I have posted a number of previous notes about the computer technology that goes by a number of names including ASP architecture, SaaS, and cloud computing. Simply put, these terms refer to an architecture whereby access to servers, application software, and data storage are, in essence, rented from a specialized supplier of these services.
There are a number of advantages to such an approach. For example, when a healthcare software vendor like Cerner provides LIS remote hosting for its client hospital labs, it also provides a deep knowledge about optimization of the system. Cloud computing also offers financial incentives since access to remote servers is now a commodity and much less expensive than having a lab or hospital maintain its own local computer room with hardware.

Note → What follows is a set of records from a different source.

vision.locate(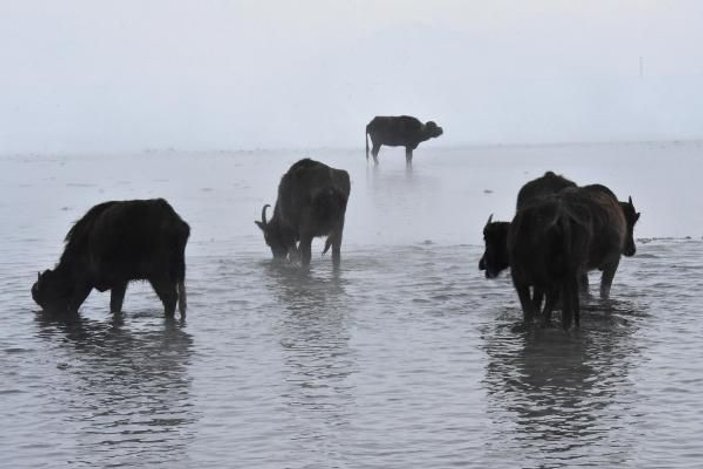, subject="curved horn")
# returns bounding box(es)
[261,204,271,226]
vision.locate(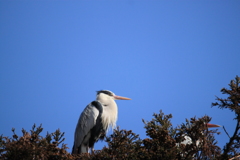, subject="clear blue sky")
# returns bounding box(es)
[0,0,240,151]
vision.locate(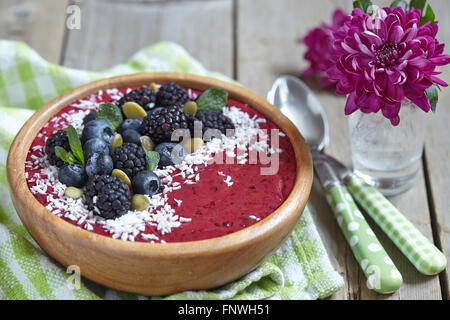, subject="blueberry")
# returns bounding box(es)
[117,118,142,133]
[122,129,141,145]
[131,170,161,196]
[86,153,114,177]
[155,142,186,167]
[83,138,109,159]
[83,112,97,125]
[58,164,88,188]
[81,119,115,145]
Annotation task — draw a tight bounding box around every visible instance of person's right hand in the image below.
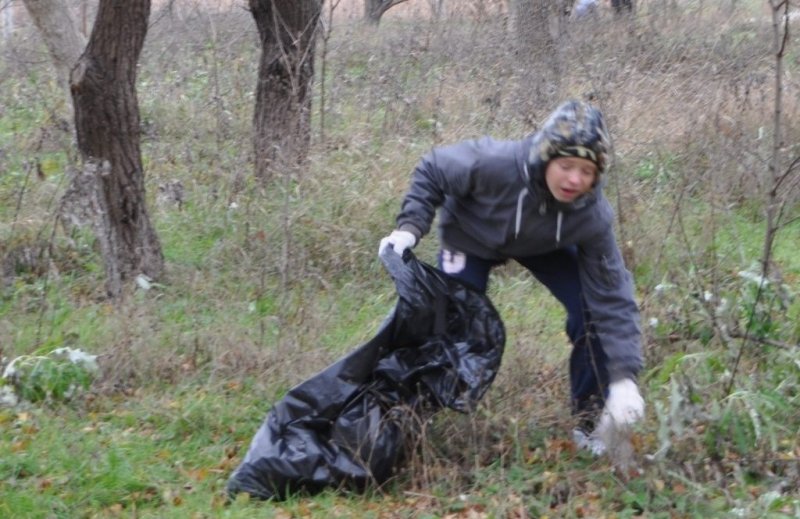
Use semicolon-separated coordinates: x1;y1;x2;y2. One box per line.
378;230;417;256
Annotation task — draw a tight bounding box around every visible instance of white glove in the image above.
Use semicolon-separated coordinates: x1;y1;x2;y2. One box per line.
378;230;417;256
596;378;644;436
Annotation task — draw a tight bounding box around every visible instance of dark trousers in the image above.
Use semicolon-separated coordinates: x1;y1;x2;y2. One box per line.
439;247;608;427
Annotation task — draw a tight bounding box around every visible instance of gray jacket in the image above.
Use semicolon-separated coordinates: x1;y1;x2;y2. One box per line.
397;136;642;382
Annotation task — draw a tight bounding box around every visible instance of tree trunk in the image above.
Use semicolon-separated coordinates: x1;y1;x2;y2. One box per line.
364;0;406;25
21;0;86;118
70;0;164;297
249;0;322;181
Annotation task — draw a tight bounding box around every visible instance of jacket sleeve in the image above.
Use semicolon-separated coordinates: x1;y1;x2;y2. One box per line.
397;140;480;240
579;223;643;382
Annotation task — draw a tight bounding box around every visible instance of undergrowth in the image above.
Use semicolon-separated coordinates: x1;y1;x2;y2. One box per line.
0;2;800;518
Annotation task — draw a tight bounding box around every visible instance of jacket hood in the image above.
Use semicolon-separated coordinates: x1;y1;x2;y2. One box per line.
525;100;611;209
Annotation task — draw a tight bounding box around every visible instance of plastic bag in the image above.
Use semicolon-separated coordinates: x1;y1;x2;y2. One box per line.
227;249;505;499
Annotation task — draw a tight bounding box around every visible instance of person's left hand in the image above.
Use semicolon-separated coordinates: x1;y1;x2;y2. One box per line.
597;378;644;434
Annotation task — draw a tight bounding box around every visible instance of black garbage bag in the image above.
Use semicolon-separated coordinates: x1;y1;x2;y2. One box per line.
227;249;505;499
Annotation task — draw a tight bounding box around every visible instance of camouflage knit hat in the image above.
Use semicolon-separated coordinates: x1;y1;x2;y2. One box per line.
528;100;611;174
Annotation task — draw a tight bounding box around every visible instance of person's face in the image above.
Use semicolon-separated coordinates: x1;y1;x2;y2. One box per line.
544;157;597;202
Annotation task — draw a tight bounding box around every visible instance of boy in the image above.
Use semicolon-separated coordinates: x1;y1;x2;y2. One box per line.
380;101;644;453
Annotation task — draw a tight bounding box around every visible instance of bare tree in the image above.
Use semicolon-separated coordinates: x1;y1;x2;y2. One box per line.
249;0;322;181
364;0;406;25
23;0;86;117
69;0;164;297
726;0;800;394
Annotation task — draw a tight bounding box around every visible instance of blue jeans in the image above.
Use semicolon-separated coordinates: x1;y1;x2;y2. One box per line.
438;246;608;427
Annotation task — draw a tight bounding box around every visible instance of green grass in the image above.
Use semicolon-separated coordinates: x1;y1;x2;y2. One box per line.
0;2;800;519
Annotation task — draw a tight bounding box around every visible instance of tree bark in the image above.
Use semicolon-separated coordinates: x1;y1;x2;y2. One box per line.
21;0;86;118
249;0;322;181
364;0;406;25
70;0;164;297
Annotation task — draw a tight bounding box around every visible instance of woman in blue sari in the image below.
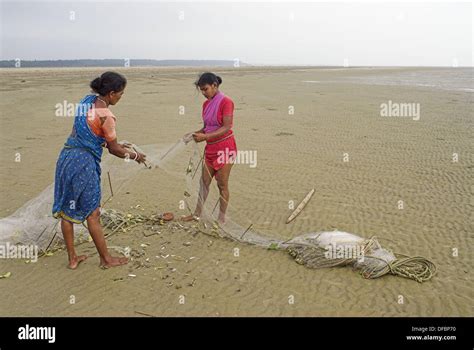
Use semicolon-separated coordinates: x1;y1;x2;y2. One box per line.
53;72;145;269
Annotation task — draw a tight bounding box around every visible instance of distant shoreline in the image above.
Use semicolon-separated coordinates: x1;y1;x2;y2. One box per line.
0;59;473;69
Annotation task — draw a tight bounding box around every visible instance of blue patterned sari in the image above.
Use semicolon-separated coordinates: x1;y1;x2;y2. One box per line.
53;95;105;223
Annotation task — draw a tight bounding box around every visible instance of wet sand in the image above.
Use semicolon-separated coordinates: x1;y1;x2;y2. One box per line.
0;67;474;316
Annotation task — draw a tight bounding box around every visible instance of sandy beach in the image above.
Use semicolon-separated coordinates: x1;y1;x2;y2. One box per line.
0;67;474;317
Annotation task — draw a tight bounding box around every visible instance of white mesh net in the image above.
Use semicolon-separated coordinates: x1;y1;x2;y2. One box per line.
0;139;436;282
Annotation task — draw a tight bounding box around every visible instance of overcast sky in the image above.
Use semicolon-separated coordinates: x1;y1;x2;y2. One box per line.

A recent note in HIStalk by a reader, Stratto Cumulus, provided a number of reasons why cloud computing in healthcare can potentially cause problems. Below is the note in its entirety (boldface emphasis mine):
“Re: cloud computing. Reminds me of the late...unlamented ASP model, where clients wanted to outsource everything, lay off staff, and make huge profits. In real life, the vendors were running cloud servers with vanilla COTS [commercial, off-the-shelf] applications that they would not modify, which killed the business since enterprise apps always need customization and interfacing. Questions to ask: who’s handling authentication and security? Will the cloud vendor tell you if someone snoops in George Clooney’s records, or if you suspect someone is, how fast will they look into it? How will COTS licensing be handled, or will only open source stuff be in the clouds? Will the cloud be a data repository with local data marts or will local systems collect the data and batch it up to the cloud? Will it be transaction driven and Web-based, and if so, how many critical clinical apps are really Web-enabled? How will APIs and web services be handled? Are you sure you have the bandwidth? Clouds could be great for research repositories, provided authentication and architecture is adequate to handle the multiple query services. It would be great if we could integrate research findings across multiple studies to increase statistical power or see relationships across organizations, genes, etc.
If one is anticipating the use of cloud computing for LIS or EMR support, it would be wise to keep in mind all of the questions posed by Stratto Cumulus in his note and raise them as part of the due diligence or the RFP associated with the project. This is probably an unlikely event because this type of architecture has not been widely adopted for healthcare IT products. However, in a previous note (see: A Closer Look at the Vertical Cloud in Healthcare Computing), I did discuss how remote file storage is being used for PACS file storage.